Support context extensions

[amorenoz]

The retis context contains enough information to access common types such as the sk_buff pointer.

Sometimes this information cannot be easily available through the probe's arguments. In such cases, the context needs to be dynamically extended.

Well known types to sk_buff indirection can be implemented in the core so that it can be used in generic probes. However, this might be insufficient for some specific probes, for which a freplaced hook is available.

Note the hook is currently unused, the first user will be #493

[atenart]

I find this quite clever and nice for many reasons!

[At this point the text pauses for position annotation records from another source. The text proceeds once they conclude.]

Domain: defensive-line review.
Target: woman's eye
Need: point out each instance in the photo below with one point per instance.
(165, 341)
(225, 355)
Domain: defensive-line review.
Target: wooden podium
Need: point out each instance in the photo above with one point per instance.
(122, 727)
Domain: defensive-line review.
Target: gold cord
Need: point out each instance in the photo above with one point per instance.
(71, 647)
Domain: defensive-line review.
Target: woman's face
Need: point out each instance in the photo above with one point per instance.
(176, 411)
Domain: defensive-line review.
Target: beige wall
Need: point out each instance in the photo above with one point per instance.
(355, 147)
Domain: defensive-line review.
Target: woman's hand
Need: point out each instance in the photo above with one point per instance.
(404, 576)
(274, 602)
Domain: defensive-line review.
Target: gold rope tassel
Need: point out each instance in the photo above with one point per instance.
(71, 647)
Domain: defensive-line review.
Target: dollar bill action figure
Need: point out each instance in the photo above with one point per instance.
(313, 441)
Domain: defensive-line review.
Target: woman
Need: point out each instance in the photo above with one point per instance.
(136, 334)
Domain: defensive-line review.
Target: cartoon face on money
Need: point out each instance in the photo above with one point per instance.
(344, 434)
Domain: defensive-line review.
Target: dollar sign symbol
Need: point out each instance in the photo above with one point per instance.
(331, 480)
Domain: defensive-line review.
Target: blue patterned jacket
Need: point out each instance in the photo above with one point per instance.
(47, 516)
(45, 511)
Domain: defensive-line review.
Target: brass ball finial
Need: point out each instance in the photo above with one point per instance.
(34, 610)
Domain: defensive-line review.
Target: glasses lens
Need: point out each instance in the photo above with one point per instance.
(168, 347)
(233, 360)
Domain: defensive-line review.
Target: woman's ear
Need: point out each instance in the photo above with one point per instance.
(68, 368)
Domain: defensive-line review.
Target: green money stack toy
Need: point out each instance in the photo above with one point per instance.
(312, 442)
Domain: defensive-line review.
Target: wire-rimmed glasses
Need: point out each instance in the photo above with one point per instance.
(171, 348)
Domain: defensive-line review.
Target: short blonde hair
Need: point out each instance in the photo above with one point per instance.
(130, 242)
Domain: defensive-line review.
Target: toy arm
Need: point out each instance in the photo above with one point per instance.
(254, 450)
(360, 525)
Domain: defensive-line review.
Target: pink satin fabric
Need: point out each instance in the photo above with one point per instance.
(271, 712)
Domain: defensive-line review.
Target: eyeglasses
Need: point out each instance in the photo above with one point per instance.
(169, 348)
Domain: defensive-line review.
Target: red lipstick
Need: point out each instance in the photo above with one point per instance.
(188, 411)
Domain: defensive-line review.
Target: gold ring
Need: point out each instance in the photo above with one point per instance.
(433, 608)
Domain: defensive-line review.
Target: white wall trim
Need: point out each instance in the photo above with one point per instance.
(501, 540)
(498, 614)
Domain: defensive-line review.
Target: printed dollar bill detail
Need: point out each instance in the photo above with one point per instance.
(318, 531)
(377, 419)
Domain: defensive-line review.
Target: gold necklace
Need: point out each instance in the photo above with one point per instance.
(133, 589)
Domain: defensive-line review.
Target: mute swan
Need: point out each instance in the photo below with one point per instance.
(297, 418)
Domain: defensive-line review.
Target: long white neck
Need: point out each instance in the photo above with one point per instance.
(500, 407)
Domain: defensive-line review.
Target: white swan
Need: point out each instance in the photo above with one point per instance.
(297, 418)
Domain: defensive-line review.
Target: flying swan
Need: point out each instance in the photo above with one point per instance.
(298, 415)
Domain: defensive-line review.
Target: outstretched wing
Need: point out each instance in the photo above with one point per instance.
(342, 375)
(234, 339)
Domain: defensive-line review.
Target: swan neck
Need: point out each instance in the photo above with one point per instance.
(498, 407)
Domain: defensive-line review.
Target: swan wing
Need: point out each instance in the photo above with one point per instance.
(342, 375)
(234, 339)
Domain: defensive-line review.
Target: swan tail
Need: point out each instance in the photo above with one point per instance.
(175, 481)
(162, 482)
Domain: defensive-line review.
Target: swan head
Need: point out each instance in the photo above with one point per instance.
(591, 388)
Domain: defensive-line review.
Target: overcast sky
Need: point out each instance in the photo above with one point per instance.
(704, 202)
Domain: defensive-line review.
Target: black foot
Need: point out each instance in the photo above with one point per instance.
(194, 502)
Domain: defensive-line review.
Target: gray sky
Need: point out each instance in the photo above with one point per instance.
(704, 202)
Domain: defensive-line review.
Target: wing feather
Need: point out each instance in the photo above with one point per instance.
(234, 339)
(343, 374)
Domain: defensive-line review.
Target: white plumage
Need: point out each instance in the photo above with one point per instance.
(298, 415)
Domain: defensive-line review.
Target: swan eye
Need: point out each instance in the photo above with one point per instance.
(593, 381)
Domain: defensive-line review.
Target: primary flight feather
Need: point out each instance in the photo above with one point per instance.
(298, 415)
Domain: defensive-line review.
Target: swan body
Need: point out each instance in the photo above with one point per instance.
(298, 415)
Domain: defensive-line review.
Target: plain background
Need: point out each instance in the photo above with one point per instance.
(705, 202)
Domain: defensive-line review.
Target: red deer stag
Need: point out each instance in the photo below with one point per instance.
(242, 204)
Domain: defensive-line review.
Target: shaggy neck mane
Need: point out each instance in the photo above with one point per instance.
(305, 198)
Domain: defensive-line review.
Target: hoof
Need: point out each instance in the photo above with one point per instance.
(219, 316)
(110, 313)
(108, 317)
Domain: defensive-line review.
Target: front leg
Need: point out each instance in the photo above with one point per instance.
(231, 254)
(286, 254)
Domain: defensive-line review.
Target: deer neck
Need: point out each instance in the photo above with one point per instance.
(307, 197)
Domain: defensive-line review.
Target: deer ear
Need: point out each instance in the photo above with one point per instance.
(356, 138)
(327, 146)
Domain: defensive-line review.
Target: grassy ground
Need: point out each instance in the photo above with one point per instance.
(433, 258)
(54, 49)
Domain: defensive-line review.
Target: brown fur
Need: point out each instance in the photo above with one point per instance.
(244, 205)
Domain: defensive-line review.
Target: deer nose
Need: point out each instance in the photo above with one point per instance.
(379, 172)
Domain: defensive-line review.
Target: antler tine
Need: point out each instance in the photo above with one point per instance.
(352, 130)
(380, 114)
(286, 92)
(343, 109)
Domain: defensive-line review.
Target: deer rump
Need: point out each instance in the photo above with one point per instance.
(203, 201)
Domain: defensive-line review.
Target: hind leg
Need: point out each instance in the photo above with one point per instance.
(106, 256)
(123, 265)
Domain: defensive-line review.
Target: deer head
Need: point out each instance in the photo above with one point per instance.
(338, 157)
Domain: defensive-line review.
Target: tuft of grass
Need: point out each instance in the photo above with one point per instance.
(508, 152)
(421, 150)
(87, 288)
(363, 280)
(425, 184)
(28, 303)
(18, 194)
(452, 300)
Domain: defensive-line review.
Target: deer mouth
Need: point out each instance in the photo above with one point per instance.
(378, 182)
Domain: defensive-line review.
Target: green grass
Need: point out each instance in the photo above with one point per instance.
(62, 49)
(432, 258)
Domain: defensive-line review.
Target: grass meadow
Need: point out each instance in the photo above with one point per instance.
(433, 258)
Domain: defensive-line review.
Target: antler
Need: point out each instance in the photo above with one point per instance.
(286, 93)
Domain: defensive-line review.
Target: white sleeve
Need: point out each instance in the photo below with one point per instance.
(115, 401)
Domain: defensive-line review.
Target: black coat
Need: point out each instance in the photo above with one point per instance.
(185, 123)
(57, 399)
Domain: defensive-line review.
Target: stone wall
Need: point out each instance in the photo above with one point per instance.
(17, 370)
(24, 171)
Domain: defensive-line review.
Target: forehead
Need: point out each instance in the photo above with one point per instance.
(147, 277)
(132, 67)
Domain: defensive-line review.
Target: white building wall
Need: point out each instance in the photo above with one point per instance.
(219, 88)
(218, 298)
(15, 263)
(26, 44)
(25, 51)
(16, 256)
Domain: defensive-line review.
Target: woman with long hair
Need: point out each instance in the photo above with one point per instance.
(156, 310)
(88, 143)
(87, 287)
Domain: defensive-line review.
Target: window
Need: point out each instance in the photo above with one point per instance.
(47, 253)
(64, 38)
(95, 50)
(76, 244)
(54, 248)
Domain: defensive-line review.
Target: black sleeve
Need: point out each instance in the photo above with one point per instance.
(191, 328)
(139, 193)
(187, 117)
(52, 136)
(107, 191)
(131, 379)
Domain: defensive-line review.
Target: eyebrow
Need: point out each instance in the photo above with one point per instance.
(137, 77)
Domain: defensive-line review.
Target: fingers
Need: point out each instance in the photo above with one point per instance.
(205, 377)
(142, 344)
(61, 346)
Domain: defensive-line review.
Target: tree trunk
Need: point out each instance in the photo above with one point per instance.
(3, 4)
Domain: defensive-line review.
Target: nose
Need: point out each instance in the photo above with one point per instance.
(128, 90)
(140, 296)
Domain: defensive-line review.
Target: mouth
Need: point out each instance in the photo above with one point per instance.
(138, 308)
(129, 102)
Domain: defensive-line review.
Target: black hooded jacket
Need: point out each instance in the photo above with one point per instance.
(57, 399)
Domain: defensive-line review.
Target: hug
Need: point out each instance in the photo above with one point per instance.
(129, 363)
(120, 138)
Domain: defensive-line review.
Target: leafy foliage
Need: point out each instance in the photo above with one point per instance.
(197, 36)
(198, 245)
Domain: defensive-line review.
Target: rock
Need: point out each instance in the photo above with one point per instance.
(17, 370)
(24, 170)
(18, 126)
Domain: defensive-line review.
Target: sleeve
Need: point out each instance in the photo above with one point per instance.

But I have some concerns:

1. This changes the current behavior of supporting getting (and tracking) skbs from any struct nft_traceinfo * or struct nft_pktinfo * enabled function. Now only the targeted probe installed by the nft collector will access that indirect skb (e.g. retis collect -c skb,skb-tracking -p some_nft_function won't work anymore). IMO this is a key feature we want to keep (and extend): indirect accesses.
2. In addition this makes the retrieval of getting such skbs depending on the nft collector being enabled.
3. It makes things a bit scattered: the logic to get the above parameter offsets is in the core while it is (and will be) only
   used by the nft collector now.

Point 2 could be worked out by letting collectors install context hook even if not enabled (there's a slight subtility to get right wrt. the compatibility check collectors make — e.g. not loading the context probe in case the nft collector isn't explicitly enabled and the nft module isn't built-in or loaded).

Point 3 can be easily improved by moving the logic to be inside the collectors. This even raises the question to extend this to all types and let the collectors provide type offsets themselves (extending the logic added here wrt. the getters Retis provides).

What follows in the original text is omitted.